IPI can promote early awareness to changes in a patient's ventilatory status. The caregiver can view the IPI trend, which indicates changes in IPI over time. A quick view of the IPI trend can show that if the IPI has changed over the previous minutes or hours, to help the clinician ascertain if the patient's overall ventilatory status is worsening, remaining steady, or improving. This information can help determine the next steps in patient care. Thus, IPI can simplify the monitoring of patients in clinical environments. The caregiver can quickly and easily assess a patient's ventilatory status by following one number, the IPI, before checking the four parameters that make up this number. The four parameters continue to be displayed on the monitor screen. A significant change in the IPI is a “red flag” indicator, indicating that the clinician should review other monitored data and assess the patient.

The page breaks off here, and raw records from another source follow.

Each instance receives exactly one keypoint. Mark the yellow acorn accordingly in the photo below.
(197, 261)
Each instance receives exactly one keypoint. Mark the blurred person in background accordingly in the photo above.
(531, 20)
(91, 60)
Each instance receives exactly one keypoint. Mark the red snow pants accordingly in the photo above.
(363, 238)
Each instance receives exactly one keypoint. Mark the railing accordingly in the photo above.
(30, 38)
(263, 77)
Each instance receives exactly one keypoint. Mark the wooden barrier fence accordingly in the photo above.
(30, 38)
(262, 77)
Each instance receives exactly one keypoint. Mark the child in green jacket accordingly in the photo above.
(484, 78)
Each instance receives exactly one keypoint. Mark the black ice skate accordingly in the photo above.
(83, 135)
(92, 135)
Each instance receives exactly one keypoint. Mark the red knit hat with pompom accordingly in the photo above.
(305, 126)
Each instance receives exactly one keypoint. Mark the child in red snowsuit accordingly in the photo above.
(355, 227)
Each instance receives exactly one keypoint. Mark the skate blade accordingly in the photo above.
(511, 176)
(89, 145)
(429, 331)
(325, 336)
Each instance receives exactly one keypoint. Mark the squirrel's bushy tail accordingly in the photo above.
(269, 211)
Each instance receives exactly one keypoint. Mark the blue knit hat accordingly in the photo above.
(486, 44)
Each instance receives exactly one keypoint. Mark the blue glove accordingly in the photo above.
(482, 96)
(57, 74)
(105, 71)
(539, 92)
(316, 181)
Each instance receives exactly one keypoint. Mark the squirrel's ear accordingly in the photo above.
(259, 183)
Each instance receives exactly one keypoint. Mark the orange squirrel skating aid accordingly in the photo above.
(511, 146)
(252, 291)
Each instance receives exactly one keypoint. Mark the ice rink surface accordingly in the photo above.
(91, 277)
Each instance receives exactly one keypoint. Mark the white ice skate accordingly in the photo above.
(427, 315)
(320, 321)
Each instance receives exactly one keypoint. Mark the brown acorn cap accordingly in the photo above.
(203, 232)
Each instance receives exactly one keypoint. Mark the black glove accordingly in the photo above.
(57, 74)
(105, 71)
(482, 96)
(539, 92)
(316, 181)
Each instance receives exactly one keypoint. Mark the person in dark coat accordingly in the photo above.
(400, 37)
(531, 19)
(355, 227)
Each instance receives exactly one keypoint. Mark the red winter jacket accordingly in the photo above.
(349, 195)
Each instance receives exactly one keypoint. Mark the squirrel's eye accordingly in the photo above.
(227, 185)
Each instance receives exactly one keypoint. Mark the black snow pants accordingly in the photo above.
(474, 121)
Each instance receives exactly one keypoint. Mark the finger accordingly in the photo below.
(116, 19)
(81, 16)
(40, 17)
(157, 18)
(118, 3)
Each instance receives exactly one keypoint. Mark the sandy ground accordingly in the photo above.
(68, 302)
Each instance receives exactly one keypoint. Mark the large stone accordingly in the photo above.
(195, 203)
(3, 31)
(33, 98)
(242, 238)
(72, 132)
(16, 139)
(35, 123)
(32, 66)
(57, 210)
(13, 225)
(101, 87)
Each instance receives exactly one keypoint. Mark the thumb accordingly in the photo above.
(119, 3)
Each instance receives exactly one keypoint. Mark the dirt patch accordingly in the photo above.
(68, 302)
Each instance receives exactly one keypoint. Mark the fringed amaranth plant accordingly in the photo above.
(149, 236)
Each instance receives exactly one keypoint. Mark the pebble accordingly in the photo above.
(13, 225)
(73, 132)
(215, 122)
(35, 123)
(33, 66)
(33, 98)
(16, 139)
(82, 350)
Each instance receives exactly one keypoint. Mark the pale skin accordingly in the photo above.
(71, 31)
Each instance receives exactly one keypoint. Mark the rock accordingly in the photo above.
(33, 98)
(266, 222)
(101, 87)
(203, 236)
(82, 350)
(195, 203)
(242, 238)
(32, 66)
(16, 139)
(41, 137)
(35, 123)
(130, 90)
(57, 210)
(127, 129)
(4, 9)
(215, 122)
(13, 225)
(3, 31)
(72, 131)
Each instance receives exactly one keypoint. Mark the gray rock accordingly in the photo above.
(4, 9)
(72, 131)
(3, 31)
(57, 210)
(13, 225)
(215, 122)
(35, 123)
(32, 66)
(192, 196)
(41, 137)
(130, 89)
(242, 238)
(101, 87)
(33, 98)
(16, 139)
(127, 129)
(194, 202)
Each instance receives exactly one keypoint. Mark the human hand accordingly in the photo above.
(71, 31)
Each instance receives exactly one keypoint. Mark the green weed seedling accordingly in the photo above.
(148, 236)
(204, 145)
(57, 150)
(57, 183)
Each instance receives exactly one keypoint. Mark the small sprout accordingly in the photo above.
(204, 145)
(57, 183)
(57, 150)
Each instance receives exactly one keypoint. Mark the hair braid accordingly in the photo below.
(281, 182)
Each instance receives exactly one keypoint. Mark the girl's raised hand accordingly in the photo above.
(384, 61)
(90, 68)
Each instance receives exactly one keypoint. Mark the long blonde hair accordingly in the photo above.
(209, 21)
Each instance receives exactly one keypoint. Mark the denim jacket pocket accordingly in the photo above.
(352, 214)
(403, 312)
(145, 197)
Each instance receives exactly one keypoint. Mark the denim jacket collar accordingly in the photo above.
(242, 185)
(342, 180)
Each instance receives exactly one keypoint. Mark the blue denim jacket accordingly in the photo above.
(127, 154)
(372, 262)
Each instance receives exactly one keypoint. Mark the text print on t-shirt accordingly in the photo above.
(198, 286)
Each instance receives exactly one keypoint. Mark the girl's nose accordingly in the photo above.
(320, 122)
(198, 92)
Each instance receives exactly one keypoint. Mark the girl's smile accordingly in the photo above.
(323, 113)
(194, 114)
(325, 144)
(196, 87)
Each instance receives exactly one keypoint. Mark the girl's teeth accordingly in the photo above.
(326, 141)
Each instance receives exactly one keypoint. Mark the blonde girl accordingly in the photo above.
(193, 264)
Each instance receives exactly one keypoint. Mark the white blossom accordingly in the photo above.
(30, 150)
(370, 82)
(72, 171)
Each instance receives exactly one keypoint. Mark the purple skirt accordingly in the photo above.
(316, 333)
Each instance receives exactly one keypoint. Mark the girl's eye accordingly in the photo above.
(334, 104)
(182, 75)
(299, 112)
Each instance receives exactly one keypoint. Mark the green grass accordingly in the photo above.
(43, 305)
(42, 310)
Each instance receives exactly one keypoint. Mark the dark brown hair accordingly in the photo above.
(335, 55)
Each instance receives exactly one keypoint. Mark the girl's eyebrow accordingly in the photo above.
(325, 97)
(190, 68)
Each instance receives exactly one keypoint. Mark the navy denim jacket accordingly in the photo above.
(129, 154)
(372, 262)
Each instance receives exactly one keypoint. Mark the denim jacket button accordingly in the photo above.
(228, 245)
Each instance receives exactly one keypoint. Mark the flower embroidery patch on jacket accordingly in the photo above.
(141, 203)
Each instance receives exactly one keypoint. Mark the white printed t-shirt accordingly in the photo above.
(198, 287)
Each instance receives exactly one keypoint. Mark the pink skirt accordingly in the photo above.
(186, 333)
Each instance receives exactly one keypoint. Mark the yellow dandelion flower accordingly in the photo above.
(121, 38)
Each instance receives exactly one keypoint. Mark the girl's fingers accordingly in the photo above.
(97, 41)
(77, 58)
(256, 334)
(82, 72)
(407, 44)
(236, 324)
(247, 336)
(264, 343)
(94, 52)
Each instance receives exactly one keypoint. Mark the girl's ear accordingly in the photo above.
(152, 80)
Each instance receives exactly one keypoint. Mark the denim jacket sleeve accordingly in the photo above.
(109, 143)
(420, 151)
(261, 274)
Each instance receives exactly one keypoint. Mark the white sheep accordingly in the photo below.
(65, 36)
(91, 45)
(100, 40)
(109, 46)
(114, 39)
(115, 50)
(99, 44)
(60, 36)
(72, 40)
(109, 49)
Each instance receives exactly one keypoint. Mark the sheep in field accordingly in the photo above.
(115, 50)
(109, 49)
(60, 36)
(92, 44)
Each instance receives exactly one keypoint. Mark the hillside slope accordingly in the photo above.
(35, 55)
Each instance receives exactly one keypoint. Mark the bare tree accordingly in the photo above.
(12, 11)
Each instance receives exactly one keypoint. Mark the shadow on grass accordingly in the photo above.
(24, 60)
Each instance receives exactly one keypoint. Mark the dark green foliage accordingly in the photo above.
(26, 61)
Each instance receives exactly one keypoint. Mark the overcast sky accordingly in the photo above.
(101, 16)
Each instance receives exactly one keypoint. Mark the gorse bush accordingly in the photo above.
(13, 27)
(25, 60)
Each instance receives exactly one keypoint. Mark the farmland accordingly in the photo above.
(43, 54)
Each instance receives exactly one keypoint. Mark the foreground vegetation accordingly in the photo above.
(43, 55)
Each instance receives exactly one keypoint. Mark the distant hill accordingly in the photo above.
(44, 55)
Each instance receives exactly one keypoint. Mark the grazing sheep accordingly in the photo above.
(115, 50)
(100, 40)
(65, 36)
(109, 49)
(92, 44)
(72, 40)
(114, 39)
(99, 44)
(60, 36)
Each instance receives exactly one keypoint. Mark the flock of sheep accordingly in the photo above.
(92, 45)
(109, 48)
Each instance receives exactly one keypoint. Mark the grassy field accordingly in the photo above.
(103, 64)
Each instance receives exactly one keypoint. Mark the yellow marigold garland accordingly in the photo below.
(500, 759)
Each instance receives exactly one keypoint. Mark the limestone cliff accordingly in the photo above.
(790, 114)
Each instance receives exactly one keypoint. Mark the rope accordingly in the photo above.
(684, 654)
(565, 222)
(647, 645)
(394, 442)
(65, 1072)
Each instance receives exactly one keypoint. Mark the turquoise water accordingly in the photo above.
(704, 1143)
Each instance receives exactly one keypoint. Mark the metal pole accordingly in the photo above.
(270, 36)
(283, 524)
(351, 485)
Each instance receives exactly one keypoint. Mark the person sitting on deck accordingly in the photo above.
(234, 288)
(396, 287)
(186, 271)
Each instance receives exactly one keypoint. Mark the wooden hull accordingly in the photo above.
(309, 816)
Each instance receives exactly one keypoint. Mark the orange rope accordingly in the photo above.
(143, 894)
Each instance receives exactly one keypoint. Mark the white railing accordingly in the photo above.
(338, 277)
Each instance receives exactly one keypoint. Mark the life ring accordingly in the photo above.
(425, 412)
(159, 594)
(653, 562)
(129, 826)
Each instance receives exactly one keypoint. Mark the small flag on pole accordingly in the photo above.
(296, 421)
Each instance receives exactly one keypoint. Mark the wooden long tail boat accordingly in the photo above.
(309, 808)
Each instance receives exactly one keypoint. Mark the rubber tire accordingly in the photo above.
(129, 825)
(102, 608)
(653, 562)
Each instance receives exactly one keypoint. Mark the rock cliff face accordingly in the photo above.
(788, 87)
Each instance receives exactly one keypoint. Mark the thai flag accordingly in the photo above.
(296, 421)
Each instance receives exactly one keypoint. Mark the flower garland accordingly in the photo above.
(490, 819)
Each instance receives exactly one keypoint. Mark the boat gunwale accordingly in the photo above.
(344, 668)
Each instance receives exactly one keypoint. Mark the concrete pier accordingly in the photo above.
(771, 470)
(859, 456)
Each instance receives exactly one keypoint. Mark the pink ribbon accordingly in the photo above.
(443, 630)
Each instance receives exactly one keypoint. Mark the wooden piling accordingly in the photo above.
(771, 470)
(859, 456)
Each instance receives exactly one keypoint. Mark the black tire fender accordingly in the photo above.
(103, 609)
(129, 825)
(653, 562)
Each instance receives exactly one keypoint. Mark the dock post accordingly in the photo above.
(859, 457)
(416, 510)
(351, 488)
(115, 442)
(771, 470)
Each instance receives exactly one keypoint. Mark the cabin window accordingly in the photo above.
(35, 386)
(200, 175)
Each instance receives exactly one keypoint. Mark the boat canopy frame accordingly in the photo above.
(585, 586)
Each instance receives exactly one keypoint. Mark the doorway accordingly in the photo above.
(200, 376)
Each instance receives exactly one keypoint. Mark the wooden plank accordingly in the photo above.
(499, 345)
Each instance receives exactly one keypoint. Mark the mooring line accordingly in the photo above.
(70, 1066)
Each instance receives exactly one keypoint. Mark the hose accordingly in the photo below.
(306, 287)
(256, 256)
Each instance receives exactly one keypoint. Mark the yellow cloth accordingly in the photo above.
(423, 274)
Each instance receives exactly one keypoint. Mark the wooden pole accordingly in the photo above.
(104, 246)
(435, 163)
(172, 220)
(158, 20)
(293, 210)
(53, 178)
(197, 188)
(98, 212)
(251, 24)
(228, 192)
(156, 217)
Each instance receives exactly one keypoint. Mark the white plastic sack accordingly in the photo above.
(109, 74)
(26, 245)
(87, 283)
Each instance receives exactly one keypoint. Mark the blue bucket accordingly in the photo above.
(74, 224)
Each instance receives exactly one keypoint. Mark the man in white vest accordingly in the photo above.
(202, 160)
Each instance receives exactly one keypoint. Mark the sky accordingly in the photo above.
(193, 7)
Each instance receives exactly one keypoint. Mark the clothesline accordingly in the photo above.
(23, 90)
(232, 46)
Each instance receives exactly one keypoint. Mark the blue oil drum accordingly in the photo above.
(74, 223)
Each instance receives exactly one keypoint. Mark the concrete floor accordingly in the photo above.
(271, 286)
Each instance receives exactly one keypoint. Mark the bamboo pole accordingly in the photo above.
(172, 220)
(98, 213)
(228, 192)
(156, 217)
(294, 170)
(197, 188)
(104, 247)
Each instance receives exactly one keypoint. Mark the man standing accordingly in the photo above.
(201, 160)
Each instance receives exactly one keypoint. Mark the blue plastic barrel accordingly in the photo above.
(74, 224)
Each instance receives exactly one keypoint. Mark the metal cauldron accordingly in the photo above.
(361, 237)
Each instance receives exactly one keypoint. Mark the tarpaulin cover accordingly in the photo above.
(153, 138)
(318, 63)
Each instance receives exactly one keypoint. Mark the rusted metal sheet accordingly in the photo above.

In the clinical environment, a quick check of the IPI value and IPI trend is a first indicator of pulmonary status of the patient and may be used to determine if further patient assessment is warranted.

IPI can increase patient safety, by indicating the presence of slow-developing patient respiratory issues not easily identified with individual instantaneous data to the caregiver in real time. This enables timely decisions and interventions to reduce patient risk, improve outcomes and increase patient safety.

Since normal values for the physiological parameters are different for different age categories, the IPI algorithm differs for different age groups (three pediatric age groups and adult). IPI is not available for neonatal and infant patients (up to the age of 1 year).